Wall Street Journalのインスタグラム(wsj) - 4月24日 08時00分
Fashion designer Ed Mendoza has a straightforward goal for his budding brand: He just wants to make clothes for men that look like him.
“I want to make stuff that fits me, that I don’t feel like is out there as a plus-sized person,” said Mendoza, 30, a recent graduate of the prestigious graduate fashion-design program at London’s Central Saint Martins.
There, Mendoza noticed early that the coursework wasn’t exactly tailored to someone with his proportions. He recalled how the first pattern he received to design from was a single, compact size. Mendoza praised the school—and in particular his pattern-cutting tutor Mark Tarbard—for grasping that he wanted to offer a more inclusive range of sizes. Still, he remained his own best advocate in the atelier.
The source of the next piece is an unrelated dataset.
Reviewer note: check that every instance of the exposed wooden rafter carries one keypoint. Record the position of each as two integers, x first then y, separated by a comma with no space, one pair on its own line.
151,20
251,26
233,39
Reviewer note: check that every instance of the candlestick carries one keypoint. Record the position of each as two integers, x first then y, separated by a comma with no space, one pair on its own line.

While women’s fashion labels like Christian Siriano and Ganni have made pointed attempts to be more size-inclusive, such strides are a rarity in the men’s luxury market. Most luxury brands offer their fine wool suits and intarsia sweaters in constrained sizes—restricting fuller-framed consumers to accessories and the occasional larger-size T-shirt.
“We want to buy fashion, we don’t want to just buy handbags or buy a belt,” Mendoza said, noting that while many brands taper their production off once the Xs start appearing on the size tag, he begins at a large and fabricates up to a 6XL. The prevailing idea, he said, is that high fashion is only for men of a certain size—but “the door needs to be kicked in.”